不動産を相続した際、避けて通れないのが**「名義変更(相続登記)」です。これまでは任意でしたが、法改正により2024年4月から義務化**されました。

本記事では、不動産相続の名義変更について、専門用語を抑えて分かりやすく解説します。


1. なぜ必要?不動産の名義変更(相続登記)が義務化

これまでは、不動産の名義変更をしなくても罰則はありませんでした。しかし、所有者不明土地の増加が社会問題となり、法律が改正されました。

  • 義務化の開始: 2024年(令和6年)4月1日から

  • 期限: 相続を知った日から3年以内

  • 罰則: 正当な理由なく放置した場合、10万円以下の過料が科される可能性があります。

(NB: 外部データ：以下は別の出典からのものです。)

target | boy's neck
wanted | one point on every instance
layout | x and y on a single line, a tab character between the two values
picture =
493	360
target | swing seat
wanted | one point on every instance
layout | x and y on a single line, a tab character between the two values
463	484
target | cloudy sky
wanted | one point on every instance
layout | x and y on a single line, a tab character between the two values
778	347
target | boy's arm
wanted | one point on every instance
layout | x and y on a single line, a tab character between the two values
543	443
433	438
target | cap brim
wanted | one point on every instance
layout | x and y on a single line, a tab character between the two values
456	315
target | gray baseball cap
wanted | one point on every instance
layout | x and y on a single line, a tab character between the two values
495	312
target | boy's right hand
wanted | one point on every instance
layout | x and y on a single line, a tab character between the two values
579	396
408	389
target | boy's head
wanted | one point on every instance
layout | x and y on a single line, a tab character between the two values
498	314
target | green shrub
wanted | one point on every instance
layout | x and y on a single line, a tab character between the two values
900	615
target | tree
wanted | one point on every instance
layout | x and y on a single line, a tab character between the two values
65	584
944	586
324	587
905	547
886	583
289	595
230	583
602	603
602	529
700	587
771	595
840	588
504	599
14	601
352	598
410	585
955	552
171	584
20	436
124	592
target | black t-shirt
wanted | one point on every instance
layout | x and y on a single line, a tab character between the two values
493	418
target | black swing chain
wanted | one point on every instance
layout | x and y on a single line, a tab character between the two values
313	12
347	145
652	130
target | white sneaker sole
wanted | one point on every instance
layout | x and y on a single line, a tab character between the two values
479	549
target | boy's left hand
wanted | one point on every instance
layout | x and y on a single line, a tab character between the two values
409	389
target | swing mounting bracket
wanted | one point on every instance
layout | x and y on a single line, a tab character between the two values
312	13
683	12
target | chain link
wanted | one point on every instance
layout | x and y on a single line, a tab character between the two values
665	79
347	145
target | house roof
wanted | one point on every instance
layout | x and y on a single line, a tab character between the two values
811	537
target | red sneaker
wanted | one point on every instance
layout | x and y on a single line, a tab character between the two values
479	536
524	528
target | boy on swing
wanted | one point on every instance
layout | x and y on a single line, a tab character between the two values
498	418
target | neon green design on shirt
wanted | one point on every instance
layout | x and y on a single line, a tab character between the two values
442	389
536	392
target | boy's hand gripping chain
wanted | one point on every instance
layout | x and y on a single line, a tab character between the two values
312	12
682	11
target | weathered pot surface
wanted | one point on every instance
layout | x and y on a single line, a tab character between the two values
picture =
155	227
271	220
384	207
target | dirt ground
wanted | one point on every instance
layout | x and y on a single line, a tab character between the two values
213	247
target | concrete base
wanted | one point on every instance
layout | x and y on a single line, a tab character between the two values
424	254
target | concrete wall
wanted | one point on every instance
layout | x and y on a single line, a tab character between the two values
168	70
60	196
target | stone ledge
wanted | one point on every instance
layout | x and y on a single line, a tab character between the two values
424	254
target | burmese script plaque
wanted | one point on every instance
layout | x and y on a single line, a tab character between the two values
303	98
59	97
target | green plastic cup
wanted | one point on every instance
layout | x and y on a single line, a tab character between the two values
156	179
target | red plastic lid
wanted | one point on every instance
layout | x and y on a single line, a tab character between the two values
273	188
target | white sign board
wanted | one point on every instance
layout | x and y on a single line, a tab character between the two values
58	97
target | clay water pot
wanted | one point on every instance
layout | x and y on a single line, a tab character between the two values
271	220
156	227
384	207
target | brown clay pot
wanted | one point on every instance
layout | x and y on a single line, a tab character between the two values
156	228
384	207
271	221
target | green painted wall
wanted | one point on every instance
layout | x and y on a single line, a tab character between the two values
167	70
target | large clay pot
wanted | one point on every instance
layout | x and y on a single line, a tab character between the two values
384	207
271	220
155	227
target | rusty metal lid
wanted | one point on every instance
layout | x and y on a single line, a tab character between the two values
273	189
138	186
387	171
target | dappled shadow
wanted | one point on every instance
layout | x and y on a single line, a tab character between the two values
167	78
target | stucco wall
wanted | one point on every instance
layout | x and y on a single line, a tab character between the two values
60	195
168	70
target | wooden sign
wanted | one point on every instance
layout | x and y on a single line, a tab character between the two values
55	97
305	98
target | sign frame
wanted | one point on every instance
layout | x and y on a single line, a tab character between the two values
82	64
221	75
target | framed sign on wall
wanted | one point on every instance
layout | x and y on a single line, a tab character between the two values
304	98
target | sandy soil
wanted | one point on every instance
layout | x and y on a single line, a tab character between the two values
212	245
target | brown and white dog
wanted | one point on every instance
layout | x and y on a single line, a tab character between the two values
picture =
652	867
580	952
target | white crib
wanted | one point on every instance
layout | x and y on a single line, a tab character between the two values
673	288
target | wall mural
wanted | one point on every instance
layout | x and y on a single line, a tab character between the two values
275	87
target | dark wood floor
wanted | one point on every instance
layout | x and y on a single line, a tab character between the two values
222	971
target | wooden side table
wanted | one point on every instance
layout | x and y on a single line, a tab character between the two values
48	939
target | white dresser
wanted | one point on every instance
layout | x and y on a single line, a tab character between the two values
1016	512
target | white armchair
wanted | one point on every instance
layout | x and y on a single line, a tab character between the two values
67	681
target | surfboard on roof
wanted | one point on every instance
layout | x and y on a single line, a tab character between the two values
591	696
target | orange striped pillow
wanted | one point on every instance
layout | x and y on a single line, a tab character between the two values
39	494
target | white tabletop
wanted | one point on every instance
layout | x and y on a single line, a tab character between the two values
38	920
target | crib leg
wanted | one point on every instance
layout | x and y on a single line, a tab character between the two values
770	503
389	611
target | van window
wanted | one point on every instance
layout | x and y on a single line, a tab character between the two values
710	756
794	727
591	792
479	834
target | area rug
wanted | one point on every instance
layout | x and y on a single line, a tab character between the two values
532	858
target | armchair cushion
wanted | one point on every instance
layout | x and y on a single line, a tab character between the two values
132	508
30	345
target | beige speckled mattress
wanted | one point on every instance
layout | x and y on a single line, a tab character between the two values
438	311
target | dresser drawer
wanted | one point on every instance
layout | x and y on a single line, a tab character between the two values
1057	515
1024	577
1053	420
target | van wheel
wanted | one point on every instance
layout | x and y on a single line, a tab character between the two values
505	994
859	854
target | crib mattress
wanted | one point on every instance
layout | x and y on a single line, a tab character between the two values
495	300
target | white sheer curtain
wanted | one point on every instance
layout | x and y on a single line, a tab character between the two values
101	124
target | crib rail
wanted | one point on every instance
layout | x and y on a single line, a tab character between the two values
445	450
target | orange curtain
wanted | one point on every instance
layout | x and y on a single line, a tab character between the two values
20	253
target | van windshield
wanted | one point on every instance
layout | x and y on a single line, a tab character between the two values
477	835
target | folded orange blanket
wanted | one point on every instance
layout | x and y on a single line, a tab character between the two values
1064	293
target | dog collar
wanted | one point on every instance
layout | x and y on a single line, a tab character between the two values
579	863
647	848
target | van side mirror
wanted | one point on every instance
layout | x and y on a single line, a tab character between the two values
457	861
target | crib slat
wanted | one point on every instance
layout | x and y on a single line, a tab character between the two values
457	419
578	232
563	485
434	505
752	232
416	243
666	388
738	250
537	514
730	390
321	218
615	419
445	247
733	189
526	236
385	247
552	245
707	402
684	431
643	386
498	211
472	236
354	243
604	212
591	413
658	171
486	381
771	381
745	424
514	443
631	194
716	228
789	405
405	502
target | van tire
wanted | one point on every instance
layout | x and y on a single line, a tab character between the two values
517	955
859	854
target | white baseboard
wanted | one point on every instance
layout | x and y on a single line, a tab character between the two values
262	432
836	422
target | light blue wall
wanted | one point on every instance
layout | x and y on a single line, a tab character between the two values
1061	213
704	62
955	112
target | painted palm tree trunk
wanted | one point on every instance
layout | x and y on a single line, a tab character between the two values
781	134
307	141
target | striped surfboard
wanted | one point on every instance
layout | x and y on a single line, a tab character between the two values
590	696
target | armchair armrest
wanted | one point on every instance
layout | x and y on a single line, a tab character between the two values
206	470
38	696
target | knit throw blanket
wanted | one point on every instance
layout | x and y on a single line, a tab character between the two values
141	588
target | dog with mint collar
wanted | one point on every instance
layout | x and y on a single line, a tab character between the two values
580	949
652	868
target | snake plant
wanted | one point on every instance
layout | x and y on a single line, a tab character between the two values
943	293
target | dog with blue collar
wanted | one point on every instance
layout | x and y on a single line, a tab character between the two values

「いつかやればいい」という考えは捨て、早めに着手するのが賢明です。


2. 名義変更の手続き 4ステップ

手続きは大きく分けて以下の4つの流れで進みます。

① 遺言書の有無を確認する

遺言書がある場合は、原則としてその内容に従います。ない場合は、相続人全員で「誰がどの不動産を引き継ぐか」を話し合う遺言分割協議が必要です。

② 必要書類を収集する

もっとも時間がかかるステップです。主に以下の書類が必要となります。

  • 被相続人(亡くなった方)の出生から死亡までの連続した戸籍謄本

  • 相続人全員の戸籍謄本および印鑑証明書

  • 不動産の固定資産評価証明書

  • 登記申請書

③ 登記申請書を作成・提出する

法務局へ書類を提出します。窓口への持参、郵送、またはオンラインでの申請が可能です。

④ 登記識別情報(権利証)の受領

不備がなければ、1〜2週間ほどで新しい「登記識別情報」が発行され、名義変更が完了します。


3. かかる費用はどのくらい?

名義変更には、主に「実費」と「専門家への報酬」の2種類がかかります。

項目内容目安額
登録免許税国に納める税金固定資産評価額 × 0.4%
書類取得費戸籍謄本や住民票の発行手数料数千円〜1万円程度
司法書士報酬手続きを代行してもらう費用5万円〜15万円程度

例: 3,000万円の評価額の不動産なら、登録免許税だけで12万円かかります。


4. 自分でできる?司法書士に頼むべき?

「費用を抑えるために自分でやりたい」と考える方も多いでしょう。判断の目安は以下の通りです。

  • 自分でできるケース: 相続人が一人だけ、または親族間で争いがなく、時間に余裕がある場合。

  • プロに頼むべきケース: 相続人が多い、面識のない相続人がいる、物件が遠方にある、仕事で役所に行く時間がない場合。

無理に自分で進めて書類の不備を繰り返すと、余計な手間と時間がかかってしまいます。


5. まとめ:早めの名義変更がトラブルを防ぐ

不動産の名義変更を放置すると、将来その不動産を売却したり、担保に入れてローンを組んだりすることができません。また、次の相続が発生すると権利関係が複雑になり、解決が困難になるケースも多いです。

「3年以内」という期限を意識し、まずは戸籍の収集など、できることから始めてみましょう。